By Gun Owners of America – February 10, 2023
Thanks to overwhelming support from GOA members, we filed suit yesterday against the Bureau of Alcohol, Tobacco and Firearms (ATF’s) pistol brace rule.
Pistol braces were designed for disabled gun owners to help them better handle firearms. They wrap around the user’s forearm to help stabilize the firearms.
Gun Owners of America (GOA) and the Gun Owners Foundation (GOF) jointly filed a lawsuit with Texas Attorney General Ken Paxton challenging the Biden Pistol Brace Ban. The suit was filed in U.S. District Court for the Southern District of Texas.
This new rule, which took effect on January 31st of this year, will force Americans to register or destroy approximately 40 million of their lawfully owned brace firearms within 120 days, or face possible felony charges.
But of course, that was then, and this is now. Under the Biden administration, ATF has now revoked or radically altered all of its previous classification letters. And gun owners are now suffering under the “new normal”—where Joe Biden is dead set on banning as many firearms as he can.
GOA’s lawsuit is the most comprehensive suit filed, and it spends significant pages explaining why this ATF rule is unconstitutional. You can watch an episode of our Minute Man Moment breaking down the eleven ways GOA believes ATF violated federal law and the Constitution by clicking the thumbnail below.
The Gun Owners’ lawsuit, which can be read here, documents how the ATF has waffled on the topic of pistol-braced firearms for almost ten years. Originally, the agency stated that such braces would not convert a pistol into a Short-Barreled Rifle (or SBR). And in 2014, the ATF even stated that if gun owners were to brace such a pistol against one’s shoulder, that would not reclassify the pistol as an SBR.
Our complaint makes clear that the agency’s rule violates the Second Amendment “text, history and tradition” standard set forth by the Supreme Court in its recent Bruen case. And we also show how the gun ban violates the Fifth and Fourteenth Amendments of the Constitution—not to mention that it’s an invalid exercise of the federal government’s taxing power.
Ken Paxton, who is the Texas Attorney General and co-plaintiff with GOA and GOF, blasted the ATF for its capricious rule.
“There is absolutely no legal basis for ATF’s haphazard decision to try to change the long-standing classification for stabilizing braces, force registration on Americans, and then throw them in jail for ten years if they don’t quickly comply,” Paxton stated.
OTHER AREAS OF THE COUNTRY
As you may know, our case in Texas is not the only high-profile case where GOA’s attorneys are engaged.
In fact, just yesterday GOA won a legal victory after the state of Oregon tried to overturn our recent preliminary injunction in state court. The state supreme court denied Oregon’s request to overturn the Preliminary Injunction that we had previously obtained.

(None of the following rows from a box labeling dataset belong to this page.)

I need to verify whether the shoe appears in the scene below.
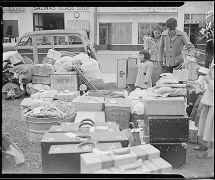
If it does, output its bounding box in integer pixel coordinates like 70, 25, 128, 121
194, 144, 208, 151
196, 151, 212, 159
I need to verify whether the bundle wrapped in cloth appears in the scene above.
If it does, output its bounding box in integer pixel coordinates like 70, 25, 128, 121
152, 73, 186, 98
24, 101, 75, 121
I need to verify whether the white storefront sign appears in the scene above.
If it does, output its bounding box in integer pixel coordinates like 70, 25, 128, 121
155, 7, 178, 13
32, 7, 90, 12
130, 7, 154, 12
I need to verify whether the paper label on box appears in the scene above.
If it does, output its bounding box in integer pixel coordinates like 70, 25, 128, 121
65, 132, 76, 138
33, 107, 41, 114
110, 99, 117, 104
90, 127, 96, 132
96, 126, 108, 130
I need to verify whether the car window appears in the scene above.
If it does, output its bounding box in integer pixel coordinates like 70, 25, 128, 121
36, 35, 51, 46
69, 35, 83, 44
18, 36, 32, 46
54, 35, 68, 45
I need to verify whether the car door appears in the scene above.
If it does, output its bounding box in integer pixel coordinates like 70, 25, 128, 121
15, 36, 34, 61
54, 34, 86, 53
35, 35, 53, 64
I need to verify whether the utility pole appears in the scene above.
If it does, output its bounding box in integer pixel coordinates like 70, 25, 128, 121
94, 7, 98, 52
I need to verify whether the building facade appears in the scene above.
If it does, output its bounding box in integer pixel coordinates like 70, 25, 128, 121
3, 1, 214, 51
3, 7, 95, 42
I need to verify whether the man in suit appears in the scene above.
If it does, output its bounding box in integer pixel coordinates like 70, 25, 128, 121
159, 18, 195, 73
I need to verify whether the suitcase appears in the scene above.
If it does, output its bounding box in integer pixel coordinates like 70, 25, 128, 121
49, 121, 120, 133
148, 115, 189, 143
126, 57, 138, 84
151, 142, 187, 169
72, 96, 105, 112
183, 61, 198, 81
41, 131, 129, 173
93, 157, 172, 174
105, 98, 130, 130
145, 90, 186, 116
116, 58, 127, 89
81, 144, 160, 173
75, 111, 105, 123
48, 141, 122, 174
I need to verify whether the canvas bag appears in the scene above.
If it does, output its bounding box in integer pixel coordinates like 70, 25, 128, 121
2, 135, 25, 165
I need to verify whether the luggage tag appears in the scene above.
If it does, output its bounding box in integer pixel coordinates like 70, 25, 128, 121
33, 107, 42, 114
65, 132, 77, 138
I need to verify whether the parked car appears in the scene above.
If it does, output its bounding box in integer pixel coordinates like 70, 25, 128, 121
3, 43, 16, 53
15, 29, 96, 64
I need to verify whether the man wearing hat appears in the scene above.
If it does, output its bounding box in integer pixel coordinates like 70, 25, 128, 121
159, 18, 195, 73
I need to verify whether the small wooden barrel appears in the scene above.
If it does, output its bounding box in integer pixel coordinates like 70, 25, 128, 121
131, 113, 144, 128
26, 116, 58, 141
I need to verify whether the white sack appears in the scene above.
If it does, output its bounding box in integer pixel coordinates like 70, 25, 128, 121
73, 53, 90, 64
128, 88, 147, 100
81, 58, 103, 80
130, 100, 144, 115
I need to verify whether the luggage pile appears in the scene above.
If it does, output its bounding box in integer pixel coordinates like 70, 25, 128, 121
2, 49, 104, 99
18, 90, 176, 174
2, 51, 33, 99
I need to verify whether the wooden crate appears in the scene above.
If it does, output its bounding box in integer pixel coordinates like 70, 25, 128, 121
50, 71, 78, 91
105, 98, 130, 129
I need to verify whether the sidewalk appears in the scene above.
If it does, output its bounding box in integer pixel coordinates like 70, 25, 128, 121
96, 50, 139, 55
102, 73, 117, 83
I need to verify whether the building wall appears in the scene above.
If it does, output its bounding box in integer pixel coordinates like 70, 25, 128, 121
184, 1, 214, 14
3, 7, 33, 37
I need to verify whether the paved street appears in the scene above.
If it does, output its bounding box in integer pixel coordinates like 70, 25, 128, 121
97, 50, 138, 83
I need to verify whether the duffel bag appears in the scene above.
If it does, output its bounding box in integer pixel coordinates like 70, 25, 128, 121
10, 64, 33, 84
2, 82, 25, 99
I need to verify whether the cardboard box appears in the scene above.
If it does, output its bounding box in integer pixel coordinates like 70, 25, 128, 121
48, 142, 122, 174
50, 71, 78, 91
20, 98, 42, 121
183, 61, 198, 81
72, 96, 105, 112
75, 111, 105, 122
173, 69, 188, 81
116, 58, 127, 88
32, 75, 51, 85
32, 64, 54, 76
105, 98, 130, 129
49, 122, 120, 133
93, 157, 172, 174
47, 49, 62, 60
54, 91, 80, 102
145, 91, 186, 116
188, 120, 198, 143
81, 144, 160, 173
8, 51, 24, 65
41, 131, 128, 173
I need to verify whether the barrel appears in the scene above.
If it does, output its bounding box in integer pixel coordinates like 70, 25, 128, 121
131, 113, 144, 128
26, 116, 58, 142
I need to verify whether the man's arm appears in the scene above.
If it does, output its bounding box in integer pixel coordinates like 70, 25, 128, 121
159, 36, 164, 64
182, 32, 195, 51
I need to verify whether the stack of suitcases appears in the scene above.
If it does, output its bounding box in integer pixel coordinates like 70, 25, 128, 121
146, 88, 189, 169
41, 88, 172, 174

In our Oregon case, GOA is challenging an anti-gun measure that bans magazines over 10 rounds, requires a permit to purchase any firearm, and requires a training course that does not yet exist, application fee, fingerprinting, and a duplicative background check to obtain the permit-to-purchase.

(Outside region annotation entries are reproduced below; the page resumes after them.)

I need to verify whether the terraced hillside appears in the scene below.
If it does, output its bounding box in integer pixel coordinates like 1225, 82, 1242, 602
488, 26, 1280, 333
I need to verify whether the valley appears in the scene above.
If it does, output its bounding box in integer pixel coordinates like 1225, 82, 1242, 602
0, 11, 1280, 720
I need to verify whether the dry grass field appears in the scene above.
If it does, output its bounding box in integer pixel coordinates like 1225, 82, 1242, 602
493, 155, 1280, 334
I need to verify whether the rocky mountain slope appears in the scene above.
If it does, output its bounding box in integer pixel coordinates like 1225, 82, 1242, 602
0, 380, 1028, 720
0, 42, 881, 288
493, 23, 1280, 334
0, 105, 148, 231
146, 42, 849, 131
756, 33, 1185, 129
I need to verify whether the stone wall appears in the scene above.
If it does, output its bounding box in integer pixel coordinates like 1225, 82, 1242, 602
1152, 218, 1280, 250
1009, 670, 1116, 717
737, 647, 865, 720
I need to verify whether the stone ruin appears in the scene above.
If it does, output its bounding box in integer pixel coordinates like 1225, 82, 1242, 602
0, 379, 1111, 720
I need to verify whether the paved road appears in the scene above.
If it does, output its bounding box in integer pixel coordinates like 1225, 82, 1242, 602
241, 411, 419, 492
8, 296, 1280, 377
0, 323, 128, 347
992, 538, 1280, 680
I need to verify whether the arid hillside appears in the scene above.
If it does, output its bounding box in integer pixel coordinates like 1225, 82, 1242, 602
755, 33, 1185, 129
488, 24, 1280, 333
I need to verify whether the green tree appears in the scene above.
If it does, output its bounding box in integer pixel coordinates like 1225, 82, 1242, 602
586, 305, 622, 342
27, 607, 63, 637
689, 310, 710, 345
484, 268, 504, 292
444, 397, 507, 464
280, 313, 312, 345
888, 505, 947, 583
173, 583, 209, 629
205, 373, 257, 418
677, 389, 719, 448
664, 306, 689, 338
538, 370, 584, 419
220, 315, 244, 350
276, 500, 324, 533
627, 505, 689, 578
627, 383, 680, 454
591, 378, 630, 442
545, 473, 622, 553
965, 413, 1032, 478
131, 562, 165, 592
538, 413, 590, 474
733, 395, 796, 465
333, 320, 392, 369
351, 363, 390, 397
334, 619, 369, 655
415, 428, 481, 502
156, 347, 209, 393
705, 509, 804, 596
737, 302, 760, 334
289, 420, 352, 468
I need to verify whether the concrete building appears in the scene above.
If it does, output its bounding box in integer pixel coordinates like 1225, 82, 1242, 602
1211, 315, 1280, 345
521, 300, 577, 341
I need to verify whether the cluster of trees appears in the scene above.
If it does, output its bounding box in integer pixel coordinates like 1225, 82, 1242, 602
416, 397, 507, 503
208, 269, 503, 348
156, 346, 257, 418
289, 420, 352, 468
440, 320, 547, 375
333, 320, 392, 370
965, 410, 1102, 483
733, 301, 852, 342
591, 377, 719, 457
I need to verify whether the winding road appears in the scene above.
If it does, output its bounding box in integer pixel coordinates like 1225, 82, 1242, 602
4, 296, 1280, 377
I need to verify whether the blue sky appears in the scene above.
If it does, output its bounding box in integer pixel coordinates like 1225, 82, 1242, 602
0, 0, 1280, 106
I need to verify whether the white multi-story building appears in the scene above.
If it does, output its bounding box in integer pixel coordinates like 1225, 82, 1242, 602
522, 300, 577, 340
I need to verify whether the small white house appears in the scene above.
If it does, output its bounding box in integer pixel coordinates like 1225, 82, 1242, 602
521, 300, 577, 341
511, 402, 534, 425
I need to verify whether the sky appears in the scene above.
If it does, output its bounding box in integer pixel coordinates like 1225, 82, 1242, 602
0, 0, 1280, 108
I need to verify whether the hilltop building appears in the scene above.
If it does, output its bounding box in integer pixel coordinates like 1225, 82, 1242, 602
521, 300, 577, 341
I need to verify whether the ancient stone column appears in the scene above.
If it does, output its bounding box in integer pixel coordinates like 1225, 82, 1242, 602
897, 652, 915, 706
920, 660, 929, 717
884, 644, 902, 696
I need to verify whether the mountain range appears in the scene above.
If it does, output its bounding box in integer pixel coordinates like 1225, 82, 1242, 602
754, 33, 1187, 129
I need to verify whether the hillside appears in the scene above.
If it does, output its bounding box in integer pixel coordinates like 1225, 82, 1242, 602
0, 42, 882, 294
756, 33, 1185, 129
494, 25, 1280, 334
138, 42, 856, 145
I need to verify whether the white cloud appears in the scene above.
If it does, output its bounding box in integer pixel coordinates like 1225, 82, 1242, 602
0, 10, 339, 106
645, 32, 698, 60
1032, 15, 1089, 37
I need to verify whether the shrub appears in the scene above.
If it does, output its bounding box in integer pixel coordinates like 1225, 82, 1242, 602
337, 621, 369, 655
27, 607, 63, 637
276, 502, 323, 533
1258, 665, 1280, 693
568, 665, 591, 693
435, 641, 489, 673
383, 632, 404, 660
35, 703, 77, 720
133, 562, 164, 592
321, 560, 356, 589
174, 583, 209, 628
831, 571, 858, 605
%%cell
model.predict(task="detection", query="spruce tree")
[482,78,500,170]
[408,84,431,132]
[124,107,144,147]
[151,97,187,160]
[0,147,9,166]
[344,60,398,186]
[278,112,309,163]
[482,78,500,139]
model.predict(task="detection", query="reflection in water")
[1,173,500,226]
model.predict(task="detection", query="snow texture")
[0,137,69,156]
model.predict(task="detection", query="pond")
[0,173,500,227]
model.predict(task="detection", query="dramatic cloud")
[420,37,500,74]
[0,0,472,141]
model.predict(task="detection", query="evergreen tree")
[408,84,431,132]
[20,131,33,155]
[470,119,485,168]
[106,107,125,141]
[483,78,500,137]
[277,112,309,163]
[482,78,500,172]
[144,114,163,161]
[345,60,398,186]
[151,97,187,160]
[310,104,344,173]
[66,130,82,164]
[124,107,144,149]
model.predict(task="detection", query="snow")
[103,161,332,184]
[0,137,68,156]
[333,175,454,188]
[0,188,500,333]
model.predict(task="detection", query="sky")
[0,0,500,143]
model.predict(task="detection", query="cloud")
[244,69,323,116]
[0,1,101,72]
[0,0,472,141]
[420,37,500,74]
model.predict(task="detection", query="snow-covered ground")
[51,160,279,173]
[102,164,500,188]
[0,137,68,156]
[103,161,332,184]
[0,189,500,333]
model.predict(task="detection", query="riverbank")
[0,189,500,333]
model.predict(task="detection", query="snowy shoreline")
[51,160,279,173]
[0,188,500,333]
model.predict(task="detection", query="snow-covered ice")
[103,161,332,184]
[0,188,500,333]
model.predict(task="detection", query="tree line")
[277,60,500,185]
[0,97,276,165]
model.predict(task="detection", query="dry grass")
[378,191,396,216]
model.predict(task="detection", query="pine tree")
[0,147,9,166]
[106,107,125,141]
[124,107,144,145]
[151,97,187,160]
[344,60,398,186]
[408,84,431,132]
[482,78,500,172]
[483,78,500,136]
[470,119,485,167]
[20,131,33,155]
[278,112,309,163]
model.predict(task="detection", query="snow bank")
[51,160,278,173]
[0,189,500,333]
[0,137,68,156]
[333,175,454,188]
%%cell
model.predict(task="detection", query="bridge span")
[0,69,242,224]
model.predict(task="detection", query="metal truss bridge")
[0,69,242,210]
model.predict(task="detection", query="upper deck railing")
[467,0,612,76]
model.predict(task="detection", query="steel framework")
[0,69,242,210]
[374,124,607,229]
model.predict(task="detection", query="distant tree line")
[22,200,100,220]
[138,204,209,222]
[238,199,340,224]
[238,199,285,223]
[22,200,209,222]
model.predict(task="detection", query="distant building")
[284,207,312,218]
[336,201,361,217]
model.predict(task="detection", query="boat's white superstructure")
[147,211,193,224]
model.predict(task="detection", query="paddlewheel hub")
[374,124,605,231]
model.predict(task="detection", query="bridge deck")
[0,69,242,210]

In New York, GOA just filed a brief before the Second Circuit Court, where we’re fighting unconstitutional concealed carry restrictions that are designed to make it as difficult as possible for citizens to carry firearms for self-defense and even require applicants to submit their social media accounts for review.

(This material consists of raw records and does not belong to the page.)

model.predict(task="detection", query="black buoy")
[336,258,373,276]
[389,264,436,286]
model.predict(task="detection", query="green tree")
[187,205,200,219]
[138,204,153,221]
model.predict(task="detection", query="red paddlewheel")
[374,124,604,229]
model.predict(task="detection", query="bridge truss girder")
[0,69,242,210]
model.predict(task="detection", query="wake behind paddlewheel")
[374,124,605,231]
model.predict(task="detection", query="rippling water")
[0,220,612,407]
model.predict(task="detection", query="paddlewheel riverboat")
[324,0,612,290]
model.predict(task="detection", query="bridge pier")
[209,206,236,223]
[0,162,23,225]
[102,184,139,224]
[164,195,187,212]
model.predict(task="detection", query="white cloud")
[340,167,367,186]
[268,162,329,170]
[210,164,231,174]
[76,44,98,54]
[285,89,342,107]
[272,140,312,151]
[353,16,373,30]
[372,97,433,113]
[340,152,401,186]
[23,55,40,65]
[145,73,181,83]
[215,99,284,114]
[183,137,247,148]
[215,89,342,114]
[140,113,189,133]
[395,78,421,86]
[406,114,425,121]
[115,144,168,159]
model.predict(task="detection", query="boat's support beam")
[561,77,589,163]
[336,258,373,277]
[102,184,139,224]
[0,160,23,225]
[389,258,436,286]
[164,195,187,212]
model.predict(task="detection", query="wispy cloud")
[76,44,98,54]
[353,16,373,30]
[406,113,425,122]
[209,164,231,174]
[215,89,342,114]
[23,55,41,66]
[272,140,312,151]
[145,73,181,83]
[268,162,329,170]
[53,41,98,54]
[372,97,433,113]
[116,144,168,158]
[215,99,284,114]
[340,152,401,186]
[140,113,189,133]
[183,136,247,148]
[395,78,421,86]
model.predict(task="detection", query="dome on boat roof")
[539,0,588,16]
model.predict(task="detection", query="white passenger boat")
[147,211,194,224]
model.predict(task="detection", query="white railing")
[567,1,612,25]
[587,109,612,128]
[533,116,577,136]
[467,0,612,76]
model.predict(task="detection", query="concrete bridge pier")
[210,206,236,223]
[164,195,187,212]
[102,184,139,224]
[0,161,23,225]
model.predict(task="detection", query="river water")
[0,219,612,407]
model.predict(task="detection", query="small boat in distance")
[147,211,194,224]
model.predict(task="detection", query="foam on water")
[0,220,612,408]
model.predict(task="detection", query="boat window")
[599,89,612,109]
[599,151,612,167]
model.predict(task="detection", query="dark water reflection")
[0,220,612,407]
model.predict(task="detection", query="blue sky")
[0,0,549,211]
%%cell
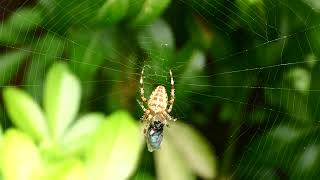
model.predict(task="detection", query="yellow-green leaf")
[87,111,143,179]
[44,63,81,140]
[1,129,43,180]
[62,113,105,153]
[165,122,217,179]
[3,87,48,140]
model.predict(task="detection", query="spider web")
[0,0,320,179]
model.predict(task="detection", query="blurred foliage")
[0,0,320,180]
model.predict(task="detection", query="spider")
[138,68,176,152]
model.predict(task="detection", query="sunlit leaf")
[39,159,90,180]
[168,122,217,179]
[132,0,171,26]
[154,137,195,180]
[87,111,142,179]
[62,113,105,153]
[1,129,43,180]
[0,51,29,86]
[3,88,48,140]
[23,34,65,102]
[44,64,81,140]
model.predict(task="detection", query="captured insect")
[138,68,176,152]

And in Illinois, we recently filed a motion seeking a Preliminary Injunction in a challenge to the state’s recent ban on commonly-owned firearms that are arbitrarily classified as “assault weapons.”
We’re proud of our attorneys for their hard work in producing legally sound, historically accurate, and uncompromising legal analysis in cases that cross the country.
And in regard to our pistol brace case that was filed yesterday in Texas, we’re excited to have the great state of Texas joining GOA in fighting back as we file in the 5th Circuit Court.